Morgan Stanley released a report late last year that described their take on Bitcoin and made passive mention of the crypto ecosystem in general. The report was widely reported on and it seems that the headline of choice was Morgan Stanley proclaiming that Bitcoin isn’t as much a store of value as it is an institutional asset class set to take on trading, and presumably, volatility needs at big banks and family offices across the globe.
While this language is and should be offensive to Bitcoin maximalists and anyone who believes in the original mission of Bitcoin – it certainly isn’t a surprise. If institutional (and a plurality of retail) clients ask enough times for something these institutions are going to give it to them, pure and simple. There is serious money to be made by creating expensive structured products wrapped around the guise of crypto volatility. The key words there are expensive and volatility. Expensive and volatility.
Morgan Stanley doesn’t have any interest in building out a warehouse facility or cold storage vault to house private keys and racks of hard wallets. There isn’t any money in it. At least not the kind of money that Tier 1 institutions have an interest in earning on that type of investment.
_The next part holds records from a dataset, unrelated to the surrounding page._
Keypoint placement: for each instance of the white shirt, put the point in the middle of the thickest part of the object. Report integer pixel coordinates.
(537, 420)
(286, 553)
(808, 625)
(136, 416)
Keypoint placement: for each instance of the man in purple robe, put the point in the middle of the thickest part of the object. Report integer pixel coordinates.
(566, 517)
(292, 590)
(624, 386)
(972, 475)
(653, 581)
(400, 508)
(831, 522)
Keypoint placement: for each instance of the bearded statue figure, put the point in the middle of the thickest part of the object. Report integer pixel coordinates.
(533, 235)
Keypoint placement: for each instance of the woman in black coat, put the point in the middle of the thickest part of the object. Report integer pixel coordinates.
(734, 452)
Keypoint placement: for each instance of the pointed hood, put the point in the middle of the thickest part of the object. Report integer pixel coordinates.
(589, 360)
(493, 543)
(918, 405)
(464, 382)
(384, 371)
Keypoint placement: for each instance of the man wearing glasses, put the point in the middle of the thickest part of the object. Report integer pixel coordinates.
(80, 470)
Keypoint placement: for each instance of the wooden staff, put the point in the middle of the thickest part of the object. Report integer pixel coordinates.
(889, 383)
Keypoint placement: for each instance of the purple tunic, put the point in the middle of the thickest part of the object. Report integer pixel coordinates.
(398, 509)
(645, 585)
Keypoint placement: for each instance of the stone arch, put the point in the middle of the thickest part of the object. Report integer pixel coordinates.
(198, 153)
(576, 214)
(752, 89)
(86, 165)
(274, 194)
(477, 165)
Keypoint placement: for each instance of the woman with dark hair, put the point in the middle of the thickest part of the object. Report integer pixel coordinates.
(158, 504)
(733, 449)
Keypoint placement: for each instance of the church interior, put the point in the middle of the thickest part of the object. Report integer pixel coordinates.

Instead, they are focused on several structured product initiatives that we’ve been made aware of that should be of interest to anyone attempting to get an understanding about how a powerhouse global investment bank is attempting to meet client demands.
Based on extensive discussions yesterday afternoon and again this morning we’ve heard three specific initiatives that are being *discussed* at Morgan Stanley (FYI – much like Goldman Sachs is in *internal discussions* regarding an Ethereum product to satisfy demand) and could come to market in 2019:
- A dedicated institutional trade desk that handles futures, OTC transactions, NDF like products that clients traffic across other Tier 1 institutions (Goldman, Citi).
- Internal discussions are ongoing as to whether Morgan Stanley uses Bakkt infrastructure *exclusively* with respect to Bitcoin futures transactions or using every resource that exists by 2019 (Bakkt, ErisX, CME, CBOE).
- Leadership in Morgan Stanley’s trading divisions are discussing whether or not to go all in on a Bitcoin NDF as well as an Ethereum product that has yet to be given a trading classification.
**Not included in the above list was a less prominently mentioned discussion point that included where does Morgan Stanley fall once a Bitcoin ETF product is created, as well as other SEC approved products throughout 2019. Discussions remain active as to whether or not Morgan Stanley creates their own branded products that are functionally identical to competitor products, or simply offer competitive products and whatever premium fee structures are inherent in the products themselves.
The discussions moving through trading rooms and in strategy sessions at the firm is not whether or not crypto is sustainable or a ‘flash in the pan’ bubble that will eventually fade. The discussion is focused on regulatory approvals and guidance, strategies to benefit from those new rules, and how to best position Morgan Stanley’s crypto products (should they choose to create native structured products) and services to its largest clients.
Which leads us to the dialogue in the Morgan Stanley research report making the rounds today. It adds context to the discussions internally as the firm positions itself for 2019; a year that those we spoke to believe will produce massive adoption, new (and relatively tame) regulations in the US, and trading volumes set to skyrocket.
The ‘money quote’ in the report, as it was told to us (to pay particular attention to) is this:
The net dollar amount in crypto hedge funds in 2016 was $380MM. Today it stands at over $6B.
You don’t need any other explanation for Institutional ‘fomo’ than those hard numbers. Those are funds that are eschewing fiat based products and diving into crypto, even in the midst of a bear market.
Morgan Stanley wants to be a real player in this market. They are working overtime to figure out just how to do it. Regulatory and legal hurdles need to be appropriately approached and handled, but when that happens they are planning to be at the forefront of what they believe will be a highly profitable new ‘super asset class’.